Overbanking on Albuquerque’s Middle Rio Grande

Shallow water among cottonwoods.

Overbanking, Rio Grande, Los Lunas, New Mexico, April 16, 2023

The Rio Grande through central New Mexico is up. Yesterday’s daily average flow, 3,360 cubic feet per second, is the highest for that date since 1993.

For Albuquerque’s river nerds, “overbanking” is an important cultural phenomenon.

The Bureau of Reclamation’s Middle Rio Grande Project in the 1950s narrowed and channelized the river through our valley, completing the work of disconnecting river from flood plain that began in the 1920s with the creation of the Middle Rio Grande Conservancy District. (Read our book! As soon as we finish writing it!) But often (the last time was 2019) we get enough runoff at some point in the spring and summer for the river to rise up out of the narrow main channel and spread out through the woods, as you see in the picture above.
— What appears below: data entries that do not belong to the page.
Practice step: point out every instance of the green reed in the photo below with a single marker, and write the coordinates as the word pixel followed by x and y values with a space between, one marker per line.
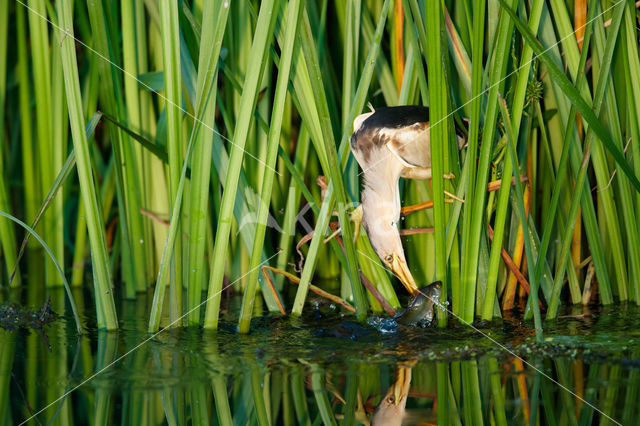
pixel 266 97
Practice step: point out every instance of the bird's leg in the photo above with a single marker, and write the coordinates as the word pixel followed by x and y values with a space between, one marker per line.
pixel 422 173
pixel 356 218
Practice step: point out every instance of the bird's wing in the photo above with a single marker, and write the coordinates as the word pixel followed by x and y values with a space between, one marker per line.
pixel 409 144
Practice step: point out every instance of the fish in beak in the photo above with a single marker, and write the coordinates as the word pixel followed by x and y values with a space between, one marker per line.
pixel 399 266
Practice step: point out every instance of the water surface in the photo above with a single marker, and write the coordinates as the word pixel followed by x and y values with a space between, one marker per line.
pixel 324 368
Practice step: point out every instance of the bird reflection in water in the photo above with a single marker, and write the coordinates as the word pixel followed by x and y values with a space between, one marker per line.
pixel 392 407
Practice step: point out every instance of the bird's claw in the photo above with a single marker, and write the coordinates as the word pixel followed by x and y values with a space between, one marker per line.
pixel 356 218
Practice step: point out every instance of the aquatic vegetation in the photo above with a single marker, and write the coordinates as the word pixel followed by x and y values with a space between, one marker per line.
pixel 195 132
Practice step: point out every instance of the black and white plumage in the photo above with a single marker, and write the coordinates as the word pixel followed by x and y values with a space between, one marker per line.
pixel 390 143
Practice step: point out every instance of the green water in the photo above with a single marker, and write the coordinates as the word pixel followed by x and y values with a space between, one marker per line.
pixel 316 369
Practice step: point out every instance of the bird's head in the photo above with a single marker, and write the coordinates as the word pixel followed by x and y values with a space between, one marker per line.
pixel 381 221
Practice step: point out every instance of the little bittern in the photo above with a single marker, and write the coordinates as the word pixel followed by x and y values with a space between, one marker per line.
pixel 390 143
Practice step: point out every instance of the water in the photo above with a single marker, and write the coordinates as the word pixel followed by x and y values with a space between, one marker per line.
pixel 324 368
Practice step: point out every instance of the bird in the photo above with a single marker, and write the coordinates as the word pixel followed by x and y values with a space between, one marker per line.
pixel 389 143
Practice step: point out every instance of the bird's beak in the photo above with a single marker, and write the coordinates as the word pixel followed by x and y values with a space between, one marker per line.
pixel 401 269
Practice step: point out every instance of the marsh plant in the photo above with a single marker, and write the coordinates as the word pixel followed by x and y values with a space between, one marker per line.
pixel 173 147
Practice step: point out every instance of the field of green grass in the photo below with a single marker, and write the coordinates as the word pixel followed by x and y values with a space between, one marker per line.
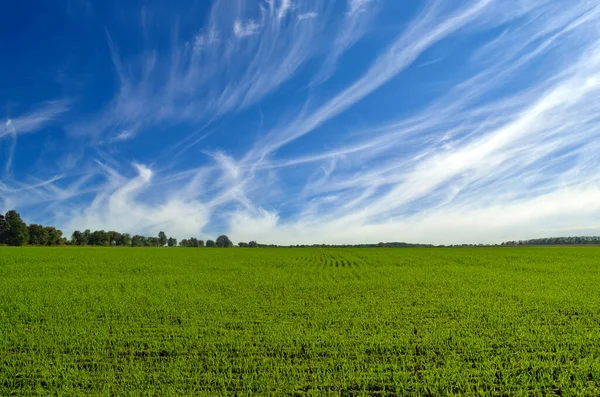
pixel 422 322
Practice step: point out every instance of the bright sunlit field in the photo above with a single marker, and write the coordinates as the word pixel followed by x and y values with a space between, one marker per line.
pixel 422 322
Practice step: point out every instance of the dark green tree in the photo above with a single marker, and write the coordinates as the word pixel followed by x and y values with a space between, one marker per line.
pixel 3 229
pixel 125 240
pixel 87 237
pixel 16 233
pixel 100 238
pixel 224 242
pixel 77 238
pixel 162 239
pixel 138 241
pixel 54 235
pixel 114 237
pixel 38 235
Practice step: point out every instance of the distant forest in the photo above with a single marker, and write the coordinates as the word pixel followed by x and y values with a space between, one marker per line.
pixel 15 232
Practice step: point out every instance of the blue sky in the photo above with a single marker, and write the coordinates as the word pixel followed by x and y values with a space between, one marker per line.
pixel 290 121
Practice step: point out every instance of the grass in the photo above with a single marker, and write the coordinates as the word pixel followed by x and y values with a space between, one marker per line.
pixel 351 322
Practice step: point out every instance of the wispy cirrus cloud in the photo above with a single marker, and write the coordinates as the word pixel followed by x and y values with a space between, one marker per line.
pixel 504 146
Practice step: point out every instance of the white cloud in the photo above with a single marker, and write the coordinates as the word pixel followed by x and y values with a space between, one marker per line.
pixel 124 135
pixel 506 150
pixel 307 15
pixel 244 29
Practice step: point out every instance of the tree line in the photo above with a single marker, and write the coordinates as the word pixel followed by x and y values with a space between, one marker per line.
pixel 14 231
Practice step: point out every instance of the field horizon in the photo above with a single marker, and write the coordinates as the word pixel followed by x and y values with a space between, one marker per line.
pixel 300 321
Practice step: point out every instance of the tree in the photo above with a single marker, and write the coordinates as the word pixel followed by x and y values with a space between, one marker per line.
pixel 162 239
pixel 125 240
pixel 16 233
pixel 224 242
pixel 99 237
pixel 38 235
pixel 138 241
pixel 87 237
pixel 54 235
pixel 77 238
pixel 114 237
pixel 3 229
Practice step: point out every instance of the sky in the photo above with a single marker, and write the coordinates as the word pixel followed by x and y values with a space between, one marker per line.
pixel 303 121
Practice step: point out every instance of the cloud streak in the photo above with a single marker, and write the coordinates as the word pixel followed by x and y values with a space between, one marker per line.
pixel 499 142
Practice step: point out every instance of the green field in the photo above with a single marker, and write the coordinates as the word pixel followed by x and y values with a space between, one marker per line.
pixel 423 322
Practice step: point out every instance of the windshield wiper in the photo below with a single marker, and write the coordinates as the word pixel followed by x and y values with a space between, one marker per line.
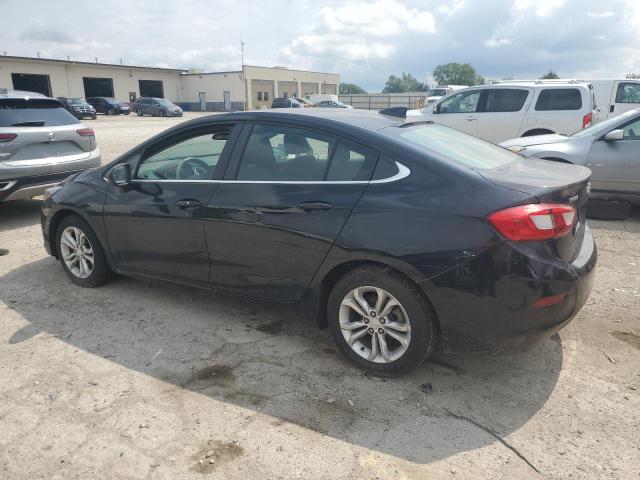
pixel 31 123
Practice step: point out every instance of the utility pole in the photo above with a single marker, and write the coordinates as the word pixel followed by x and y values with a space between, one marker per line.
pixel 244 82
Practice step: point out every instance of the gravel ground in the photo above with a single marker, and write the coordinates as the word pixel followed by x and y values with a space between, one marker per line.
pixel 150 380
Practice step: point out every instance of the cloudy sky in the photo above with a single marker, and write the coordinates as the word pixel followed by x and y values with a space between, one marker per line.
pixel 363 41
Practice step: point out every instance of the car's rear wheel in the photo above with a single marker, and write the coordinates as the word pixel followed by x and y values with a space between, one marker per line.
pixel 380 321
pixel 80 253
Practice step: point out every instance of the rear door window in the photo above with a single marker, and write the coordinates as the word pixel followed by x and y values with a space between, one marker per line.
pixel 628 93
pixel 17 112
pixel 552 99
pixel 505 100
pixel 463 102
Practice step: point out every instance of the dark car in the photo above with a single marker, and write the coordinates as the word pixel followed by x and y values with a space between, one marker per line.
pixel 397 236
pixel 157 107
pixel 285 103
pixel 109 105
pixel 78 107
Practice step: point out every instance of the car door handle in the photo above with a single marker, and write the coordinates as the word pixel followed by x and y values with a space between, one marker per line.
pixel 309 206
pixel 188 203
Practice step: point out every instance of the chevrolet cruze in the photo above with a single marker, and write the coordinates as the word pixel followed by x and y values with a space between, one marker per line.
pixel 400 237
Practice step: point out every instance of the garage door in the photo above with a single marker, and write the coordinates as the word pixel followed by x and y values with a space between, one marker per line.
pixel 98 87
pixel 32 83
pixel 151 88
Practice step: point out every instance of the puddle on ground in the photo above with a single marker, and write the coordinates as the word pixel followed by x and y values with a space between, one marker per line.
pixel 630 338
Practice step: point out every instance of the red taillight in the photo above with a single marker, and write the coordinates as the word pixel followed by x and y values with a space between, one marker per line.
pixel 7 137
pixel 538 221
pixel 549 301
pixel 85 132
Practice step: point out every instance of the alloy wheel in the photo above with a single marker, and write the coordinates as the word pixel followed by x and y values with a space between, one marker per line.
pixel 77 252
pixel 374 324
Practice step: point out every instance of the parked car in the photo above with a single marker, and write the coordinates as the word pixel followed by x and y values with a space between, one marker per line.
pixel 397 236
pixel 156 107
pixel 615 96
pixel 41 143
pixel 78 107
pixel 440 91
pixel 611 149
pixel 331 104
pixel 284 102
pixel 507 110
pixel 109 105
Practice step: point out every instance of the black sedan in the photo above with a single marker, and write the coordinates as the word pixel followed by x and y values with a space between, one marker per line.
pixel 400 237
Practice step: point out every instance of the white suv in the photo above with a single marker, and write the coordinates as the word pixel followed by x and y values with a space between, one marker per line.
pixel 502 111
The river started overbanking in some spots in the last couple of days, and friends and I have been walking and biking and sharing photos. It’s unusual this early in April – this is only the third time in the 21st century that we’ve topped 3,000 cfs in mid-April. The median runoff peak isn’t ’til late May. At the Albuquerque gage, on the Central Avenue Bridge, we topped 3,000 cfs a week earlier this year than in 2019, the last big year.

For the Sunday bike ride, my friend Scot and I took the early Rail Runner, our commuter train, south to Los Lunas, 30 miles south of Albuquerque, and rode back up the river valley into town. There’s a little park where Los Lunas’s Main Street crosses the Rio Grande, which is a great place to see overbanking. The Sunday southbound Rail Runner is a crack-of-dawn thing, and we got to the river in Los Lunas in time for lovely morning light.

A couple of graphs:

Column chart showing years with flows over 3,000 cubic feet per second at Albuquerque's Central Avenue bridge.

Days with flows over 3,000 cfs

Colored graph showing rising flow this year on the Rio Grande

2023 Rio Grande flows through Albuquerque

 

6 Comments

  1. John:

    Hmm! It was in the mid-1990s that the Elephant Butte Reservoir spilled. Probably the first spill that took place since it was filled in 1916. The Burec attorney laughed at me in 1979 when, in testimony in Jicarilla v City of Albuquerque, I said the reservoir could spill. Of course, because San Juan Chama water floats on top of the native RG water in EB, all of the accumulated SJC water belonging to Albuquerque spilled first. Was the taken into account in the bookkeeping. If it happens again is it SJC water or the since authorized recreational pool (lowest priority) that will go over the spillway?

  2. I keep reading in news articles that if Powell goes to deadpool no water will flow past. But isn’t it true that if inflow is more than evaporation and seepage that some water will go past? Apparently there are bypass tunnels on both sides that have lower inlets than the penstocks. Also, it is not known whether the bypass tunnels would hold up. In any case, could one or more penstocks be used if the turbine was pulled to allow free flow? Is there a definitive plan for this?
    I also see that Las Vegas had a new lower inlet created by tunneling though the rock. Could that be done at Powell for a new bypass?
    Or a siphon? Down from a penstock inlet? Use a turbine as a suction pump? Isn’t Page, AZ pumping out water?
    I’m assuming someone who reads this blog will know.